Auf Umwegen zum Traumberuf gefunden

Zweiter Platz auf der Tierpräparatoren-EM in Salzburg. Stolz zeigt sich Jonas Vennemann mit den erreichten Auszeichnungen vor seinem Exponat, einem Rehbock. Auch das von ihm hergestellte Podest-Habitat wurde gut bewertet.
Zweiter Platz auf der Tierpräparatoren-EM in Salzburg. Stolz zeigt sich Jonas Vennemann mit den erreichten Auszeichnungen vor seinem Exponat, einem Rehbock. Auch das von ihm hergestellte Podest-Habitat wurde gut bewertet. © Privat | Vennemann

Der junge Gladbecker erzählt, dass er auf Umwegen zu seinem Traumberuf gefunden habe. Sein Opa, ein passionierter Jäger mit Pacht in der Eifel, habe schon früh sein Interesse an der Natur, dem Wald und seinen Bewohnern geweckt. Nach dem Schulabschluss an der Ingeborg-Drewitz-Gesamtschule und dem Fachabi am Berufskolleg „wollte ich Forstwissenschaften studieren“, sagt Vennemann. Die Wartezeit auf den Studienplatz in Göttingen hab er dann nutzen wollen, „und so den Jagdschein gemacht“, wobei er auch Kontakte zur Kreisjägerschaft in Bottrop knüpfte. Dies führte dann wieder dazu, dass in ihm die Idee gewachsen sei, „Berufsjäger zu werden“.

Nach einem Jahr Ausbildung zum Waidmann habe er aber gemerkt, dass dieses Berufsfeld nichts für ihn sei und ihn ein Bereich viel mehr fesselte, den er dabei kennenlernte: Tierpräparate. „Die handwerkliche und kreative Arbeit, mit dem Ziel, das präparierte Tier so lebensecht wie möglich aussehen zu lassen, fand ich faszinierend“, sagt Vennemann. Den Entschluss, in diese Ausbildung zu wechseln, habe er nicht bereut.

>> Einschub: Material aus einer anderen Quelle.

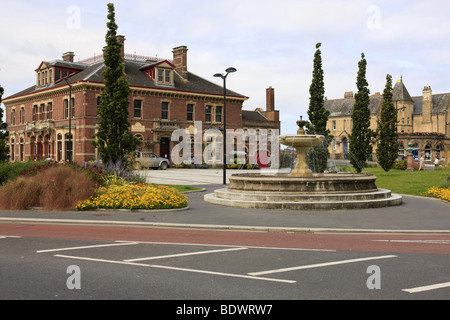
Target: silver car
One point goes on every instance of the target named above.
(147, 160)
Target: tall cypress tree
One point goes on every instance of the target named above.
(4, 150)
(360, 139)
(317, 157)
(114, 139)
(387, 150)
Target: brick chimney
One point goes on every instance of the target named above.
(68, 56)
(180, 61)
(121, 40)
(427, 105)
(270, 99)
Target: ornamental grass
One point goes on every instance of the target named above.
(134, 197)
(54, 189)
(440, 193)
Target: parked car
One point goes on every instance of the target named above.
(147, 160)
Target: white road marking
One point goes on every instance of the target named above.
(417, 241)
(428, 288)
(184, 254)
(224, 245)
(177, 269)
(319, 265)
(89, 247)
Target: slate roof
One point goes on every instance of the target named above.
(253, 116)
(344, 107)
(440, 103)
(136, 78)
(400, 93)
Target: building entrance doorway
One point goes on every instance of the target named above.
(164, 150)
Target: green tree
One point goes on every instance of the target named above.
(114, 139)
(360, 139)
(387, 150)
(317, 157)
(4, 134)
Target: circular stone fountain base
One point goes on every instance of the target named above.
(319, 192)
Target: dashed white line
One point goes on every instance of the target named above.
(417, 241)
(178, 269)
(89, 247)
(319, 265)
(428, 288)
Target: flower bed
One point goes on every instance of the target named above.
(135, 197)
(441, 193)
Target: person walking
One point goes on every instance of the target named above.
(422, 163)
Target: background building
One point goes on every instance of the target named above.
(165, 96)
(423, 121)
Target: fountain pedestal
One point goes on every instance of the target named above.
(301, 189)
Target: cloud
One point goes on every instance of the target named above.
(270, 42)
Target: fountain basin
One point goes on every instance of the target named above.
(319, 192)
(315, 184)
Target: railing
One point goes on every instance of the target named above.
(128, 56)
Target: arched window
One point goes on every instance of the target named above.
(428, 151)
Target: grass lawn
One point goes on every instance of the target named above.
(413, 183)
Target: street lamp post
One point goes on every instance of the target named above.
(70, 119)
(224, 77)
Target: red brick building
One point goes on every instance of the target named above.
(165, 96)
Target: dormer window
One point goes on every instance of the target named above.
(160, 72)
(164, 76)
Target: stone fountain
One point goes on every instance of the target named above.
(301, 189)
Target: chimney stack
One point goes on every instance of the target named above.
(270, 99)
(68, 56)
(427, 105)
(180, 61)
(121, 40)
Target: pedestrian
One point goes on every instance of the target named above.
(422, 162)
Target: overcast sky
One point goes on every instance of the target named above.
(269, 42)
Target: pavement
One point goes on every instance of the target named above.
(415, 215)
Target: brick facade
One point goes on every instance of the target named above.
(170, 97)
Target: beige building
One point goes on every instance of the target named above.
(423, 121)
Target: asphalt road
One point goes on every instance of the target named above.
(165, 264)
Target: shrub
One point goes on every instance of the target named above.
(440, 193)
(134, 197)
(10, 171)
(56, 188)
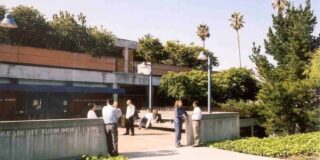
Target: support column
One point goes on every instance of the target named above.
(115, 95)
(126, 59)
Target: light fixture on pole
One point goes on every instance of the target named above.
(203, 57)
(8, 21)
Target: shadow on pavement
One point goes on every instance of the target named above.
(150, 134)
(158, 153)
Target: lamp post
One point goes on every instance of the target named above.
(203, 57)
(8, 21)
(150, 87)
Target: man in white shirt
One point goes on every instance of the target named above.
(91, 113)
(111, 115)
(146, 120)
(196, 119)
(130, 118)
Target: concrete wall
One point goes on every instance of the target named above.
(61, 74)
(219, 126)
(51, 139)
(56, 58)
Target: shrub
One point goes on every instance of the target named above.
(294, 145)
(245, 108)
(103, 157)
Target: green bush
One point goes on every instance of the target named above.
(294, 145)
(245, 108)
(103, 157)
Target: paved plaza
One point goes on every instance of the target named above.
(159, 145)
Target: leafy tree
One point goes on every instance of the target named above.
(151, 49)
(183, 55)
(203, 33)
(237, 23)
(285, 98)
(175, 85)
(314, 69)
(3, 31)
(70, 34)
(279, 5)
(236, 83)
(64, 32)
(32, 30)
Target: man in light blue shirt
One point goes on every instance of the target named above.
(111, 115)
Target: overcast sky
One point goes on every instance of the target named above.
(176, 20)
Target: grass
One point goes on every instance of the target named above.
(103, 157)
(300, 145)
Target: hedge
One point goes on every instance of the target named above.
(307, 144)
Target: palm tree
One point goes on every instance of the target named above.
(237, 23)
(203, 33)
(279, 4)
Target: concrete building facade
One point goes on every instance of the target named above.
(40, 83)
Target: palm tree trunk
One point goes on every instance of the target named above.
(239, 47)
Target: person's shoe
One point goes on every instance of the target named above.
(114, 155)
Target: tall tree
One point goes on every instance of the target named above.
(151, 49)
(279, 5)
(237, 23)
(285, 98)
(203, 33)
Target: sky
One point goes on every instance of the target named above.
(176, 20)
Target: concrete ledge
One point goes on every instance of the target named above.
(51, 139)
(219, 126)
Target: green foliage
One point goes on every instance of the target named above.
(151, 49)
(184, 85)
(314, 69)
(287, 103)
(290, 41)
(32, 31)
(102, 157)
(183, 55)
(64, 32)
(203, 32)
(235, 83)
(245, 108)
(286, 106)
(294, 145)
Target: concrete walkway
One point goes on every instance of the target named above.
(159, 145)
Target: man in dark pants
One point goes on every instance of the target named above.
(180, 113)
(111, 116)
(130, 118)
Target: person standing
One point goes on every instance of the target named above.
(91, 113)
(146, 120)
(110, 116)
(196, 122)
(180, 113)
(130, 118)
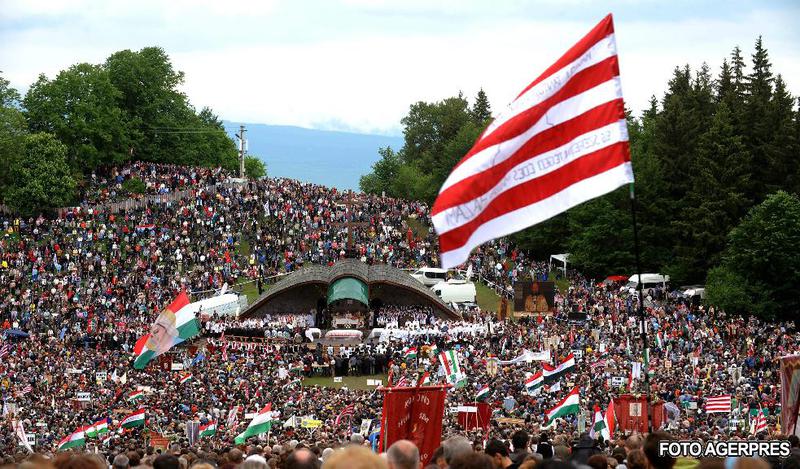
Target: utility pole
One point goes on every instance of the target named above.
(240, 136)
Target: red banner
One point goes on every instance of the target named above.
(414, 414)
(476, 415)
(632, 413)
(790, 394)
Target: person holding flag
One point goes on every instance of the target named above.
(175, 324)
(261, 423)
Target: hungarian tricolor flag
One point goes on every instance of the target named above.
(135, 396)
(599, 427)
(561, 142)
(209, 429)
(425, 380)
(97, 429)
(134, 419)
(534, 384)
(261, 423)
(483, 393)
(174, 325)
(74, 440)
(452, 369)
(569, 405)
(759, 423)
(552, 374)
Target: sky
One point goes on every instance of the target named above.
(357, 65)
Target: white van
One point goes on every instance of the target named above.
(455, 291)
(648, 281)
(430, 276)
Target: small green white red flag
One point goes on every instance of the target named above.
(209, 429)
(261, 423)
(73, 440)
(134, 419)
(569, 405)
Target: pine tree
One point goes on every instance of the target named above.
(782, 151)
(737, 71)
(718, 198)
(759, 132)
(481, 110)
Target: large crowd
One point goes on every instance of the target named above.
(78, 290)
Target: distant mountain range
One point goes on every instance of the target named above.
(336, 159)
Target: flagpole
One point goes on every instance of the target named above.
(642, 319)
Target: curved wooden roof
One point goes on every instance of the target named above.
(378, 275)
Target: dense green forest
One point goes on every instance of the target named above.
(706, 156)
(90, 117)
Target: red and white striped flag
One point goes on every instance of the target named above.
(348, 410)
(718, 403)
(561, 142)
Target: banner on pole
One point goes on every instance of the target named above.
(414, 414)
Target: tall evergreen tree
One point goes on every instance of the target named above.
(481, 109)
(782, 152)
(718, 199)
(758, 131)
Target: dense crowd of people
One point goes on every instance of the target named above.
(77, 291)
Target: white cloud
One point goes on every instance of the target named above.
(277, 67)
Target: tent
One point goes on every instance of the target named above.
(562, 258)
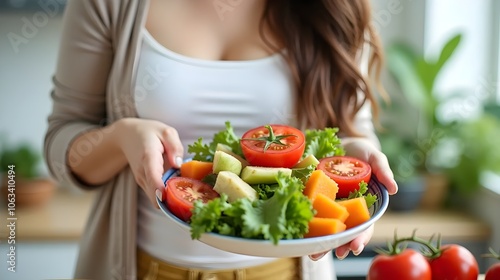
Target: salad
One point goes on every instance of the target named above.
(273, 183)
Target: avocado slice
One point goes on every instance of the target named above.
(234, 187)
(263, 175)
(228, 150)
(226, 162)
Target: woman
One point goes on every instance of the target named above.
(137, 81)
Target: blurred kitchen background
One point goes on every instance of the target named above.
(441, 129)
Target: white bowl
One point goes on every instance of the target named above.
(286, 247)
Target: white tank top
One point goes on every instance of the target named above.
(196, 97)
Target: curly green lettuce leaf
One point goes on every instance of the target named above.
(303, 173)
(283, 216)
(323, 143)
(363, 192)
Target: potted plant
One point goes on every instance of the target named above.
(25, 183)
(412, 127)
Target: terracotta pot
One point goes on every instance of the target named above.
(34, 192)
(437, 186)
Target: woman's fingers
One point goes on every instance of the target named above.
(318, 256)
(153, 171)
(356, 246)
(381, 169)
(173, 147)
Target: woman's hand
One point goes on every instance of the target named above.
(151, 147)
(367, 151)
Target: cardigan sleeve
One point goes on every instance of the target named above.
(79, 84)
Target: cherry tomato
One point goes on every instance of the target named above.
(286, 154)
(180, 193)
(408, 265)
(348, 172)
(493, 273)
(454, 263)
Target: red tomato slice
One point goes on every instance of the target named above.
(275, 155)
(348, 172)
(181, 193)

Und dass er offensichtlich Talent hat, beweist der Erfolg bei der Tierpräparatoren-Europameisterschaft Mitte Februar in Salzburg. Im Berufskolleg habe er davon erfahren, sich dann zur Teilnahme entschieden, mit seinem ersten, selbst erlegten jungen Rehbock als Wettbewerbs-Exponat.

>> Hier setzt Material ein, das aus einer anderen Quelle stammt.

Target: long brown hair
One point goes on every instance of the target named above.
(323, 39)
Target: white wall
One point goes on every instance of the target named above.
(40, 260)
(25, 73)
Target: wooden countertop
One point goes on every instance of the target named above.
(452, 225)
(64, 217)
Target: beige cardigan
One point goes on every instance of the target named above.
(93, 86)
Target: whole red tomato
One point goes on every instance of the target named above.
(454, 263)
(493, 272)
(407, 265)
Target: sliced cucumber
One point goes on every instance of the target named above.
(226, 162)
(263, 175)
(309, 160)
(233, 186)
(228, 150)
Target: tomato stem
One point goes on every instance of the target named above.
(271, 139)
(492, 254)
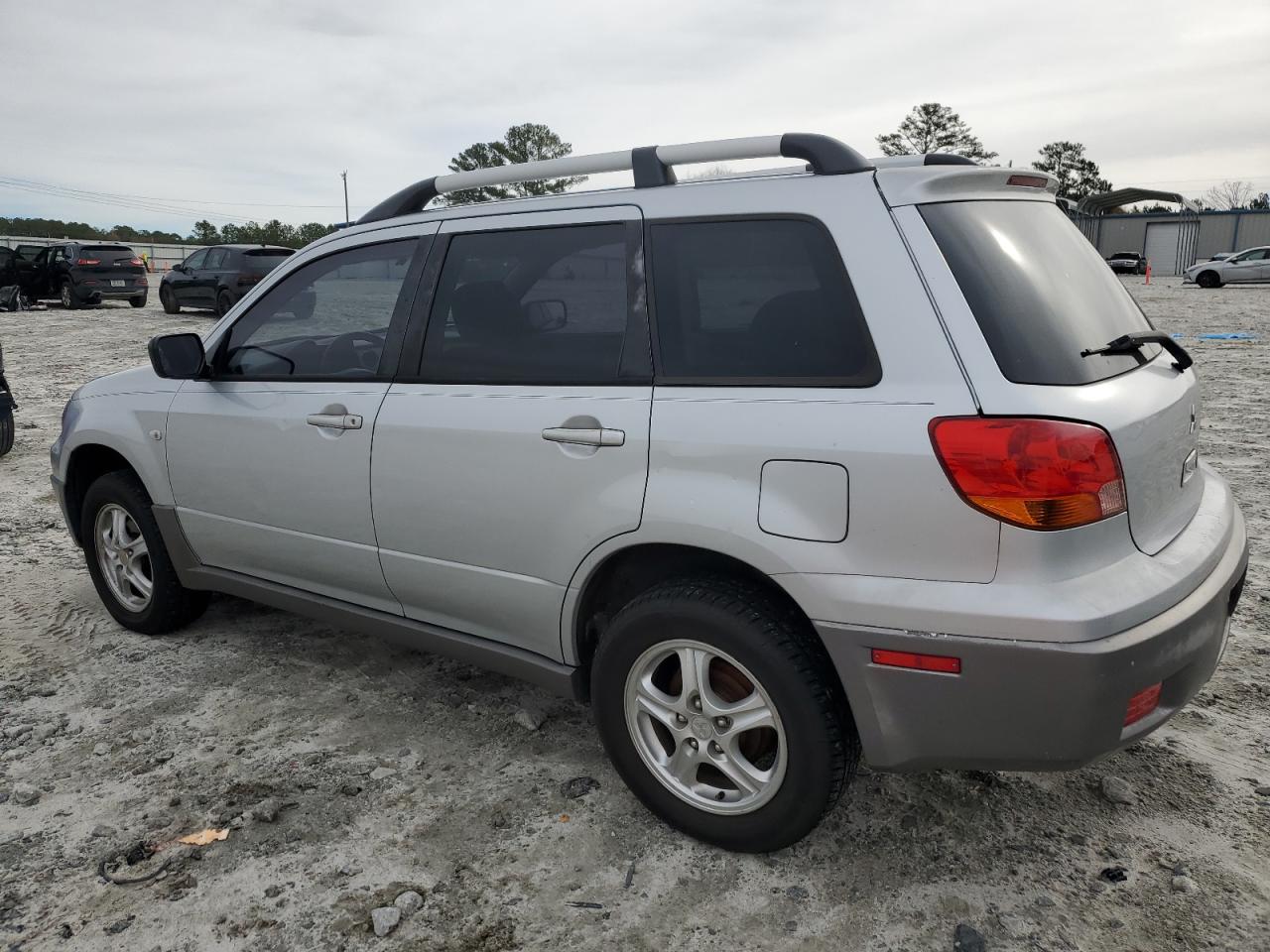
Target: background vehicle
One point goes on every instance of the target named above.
(217, 277)
(1252, 264)
(801, 465)
(7, 407)
(79, 275)
(1128, 263)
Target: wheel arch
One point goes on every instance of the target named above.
(630, 570)
(86, 463)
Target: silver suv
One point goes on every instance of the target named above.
(774, 470)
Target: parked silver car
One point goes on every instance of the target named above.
(1252, 264)
(772, 470)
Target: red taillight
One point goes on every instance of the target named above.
(1037, 474)
(1028, 180)
(1142, 705)
(944, 664)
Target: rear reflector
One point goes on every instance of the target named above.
(917, 662)
(1032, 472)
(1142, 705)
(1028, 180)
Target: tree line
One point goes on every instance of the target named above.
(271, 232)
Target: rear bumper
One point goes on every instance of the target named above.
(1033, 705)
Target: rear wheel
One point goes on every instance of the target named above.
(721, 712)
(5, 429)
(130, 565)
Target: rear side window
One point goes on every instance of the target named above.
(107, 253)
(531, 306)
(761, 301)
(1038, 289)
(264, 261)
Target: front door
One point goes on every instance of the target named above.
(271, 458)
(522, 440)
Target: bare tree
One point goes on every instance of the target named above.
(1229, 194)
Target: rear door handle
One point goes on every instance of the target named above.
(335, 421)
(584, 436)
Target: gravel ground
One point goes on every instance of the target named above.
(348, 772)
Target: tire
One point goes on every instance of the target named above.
(810, 753)
(5, 430)
(168, 299)
(169, 604)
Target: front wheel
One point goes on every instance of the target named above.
(720, 710)
(130, 565)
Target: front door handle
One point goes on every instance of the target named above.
(584, 436)
(335, 421)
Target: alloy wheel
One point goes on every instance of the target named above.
(705, 728)
(123, 557)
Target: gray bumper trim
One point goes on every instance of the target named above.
(554, 676)
(1026, 705)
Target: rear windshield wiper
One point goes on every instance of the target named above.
(1133, 343)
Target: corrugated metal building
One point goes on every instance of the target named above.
(1144, 234)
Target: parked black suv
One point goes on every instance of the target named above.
(218, 276)
(84, 275)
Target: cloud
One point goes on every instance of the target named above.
(241, 103)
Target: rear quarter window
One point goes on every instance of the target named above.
(760, 301)
(1038, 289)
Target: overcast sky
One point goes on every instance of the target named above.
(246, 108)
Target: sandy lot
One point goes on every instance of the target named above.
(348, 771)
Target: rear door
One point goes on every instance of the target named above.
(520, 442)
(1024, 294)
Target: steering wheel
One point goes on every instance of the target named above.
(343, 354)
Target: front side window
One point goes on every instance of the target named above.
(761, 301)
(326, 320)
(531, 306)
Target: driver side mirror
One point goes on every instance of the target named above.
(178, 356)
(547, 315)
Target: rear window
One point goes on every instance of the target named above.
(757, 301)
(107, 253)
(1038, 289)
(266, 259)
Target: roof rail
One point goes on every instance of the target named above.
(652, 166)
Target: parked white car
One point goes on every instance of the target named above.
(1252, 264)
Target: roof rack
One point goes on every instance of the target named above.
(652, 166)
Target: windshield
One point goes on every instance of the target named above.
(1038, 289)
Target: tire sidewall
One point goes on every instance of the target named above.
(803, 797)
(119, 489)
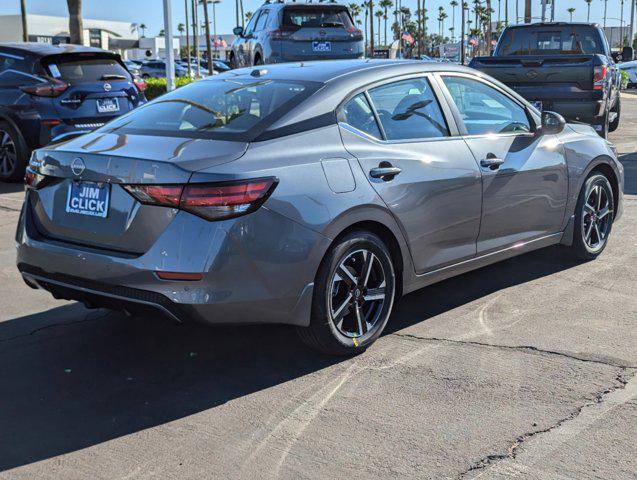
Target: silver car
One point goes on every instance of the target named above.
(311, 194)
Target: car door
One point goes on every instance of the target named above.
(419, 166)
(525, 182)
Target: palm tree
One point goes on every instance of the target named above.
(588, 12)
(76, 29)
(23, 13)
(379, 14)
(453, 4)
(385, 5)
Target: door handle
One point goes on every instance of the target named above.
(384, 172)
(492, 162)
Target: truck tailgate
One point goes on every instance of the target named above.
(569, 72)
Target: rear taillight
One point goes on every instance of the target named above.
(140, 84)
(52, 88)
(216, 201)
(599, 77)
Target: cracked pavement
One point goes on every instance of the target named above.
(526, 369)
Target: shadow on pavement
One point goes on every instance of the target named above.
(100, 375)
(630, 173)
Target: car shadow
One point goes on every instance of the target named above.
(73, 378)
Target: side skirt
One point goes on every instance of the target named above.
(435, 276)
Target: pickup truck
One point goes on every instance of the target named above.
(562, 67)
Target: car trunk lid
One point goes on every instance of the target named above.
(102, 163)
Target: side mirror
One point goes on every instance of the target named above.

Präparatoren können wie Modellbauer auf Katalogware zugreifen

Kaum sechs Zentimeter groß ist das flauschige Küken einer Virginia-Wachtel, das Jonas Vennemann präpariert hat.
Kaum sechs Zentimeter groß ist das flauschige Küken einer Virginia-Wachtel, das Jonas Vennemann präpariert hat. © FUNKE Foto Services | Heinrich Jung

Wenn es auch selbstverständlich ist, respektvoll mit dem Präparat umzugehen, so darf man in dem Job sicherlich nicht zimperlich sein, denn jemandem das Fell über die Ohren ziehen, ist für Tierpräparatoren keine Redewendung, sondern Berufsrealität.

Tierpräparatoren-EM gibt es seit 25 Jahren

Die Europäische Vereinigung der Tierpräparatoren mit Sitz im niederländischen Leiden veranstaltet seit rund 25 Jahren die Europameisterschaft der Tierpräparatoren.

Bereits zum zweiten Mal nach 2018 wurde sie in Salzburg im Rahmen der vom 16. bis 19. Februar stattfindende Messe „Hohe Jagd & Fischerei“, ausgerichtet.

Tierpräparatoren aus mehr als 30 Ländern ermittelten dabei die Besten ihrer Branche. Die rund 200 präsentierten Exponate reichten von Säugetieren über Vögel und Reptilien bis zu Amphibien.

Der Azubi hat so bereits eine Reihe von Präparaten erstellt, vom winzigen Flaum-Küken einer Virginia-Wachtel, über einen Fasan mit schillerndem Federkleid, bis hin zum bisher größten Objekt, der kompletten Rekonstruktion des Rehbocks. Verwendet wird für das Präparat quasi nur noch die Hülle des Tieres, sprich das vom Gerber zuvor bearbeitete Fell. Das Innenleben, Fleisch wie Knochen werden komplett entfernt.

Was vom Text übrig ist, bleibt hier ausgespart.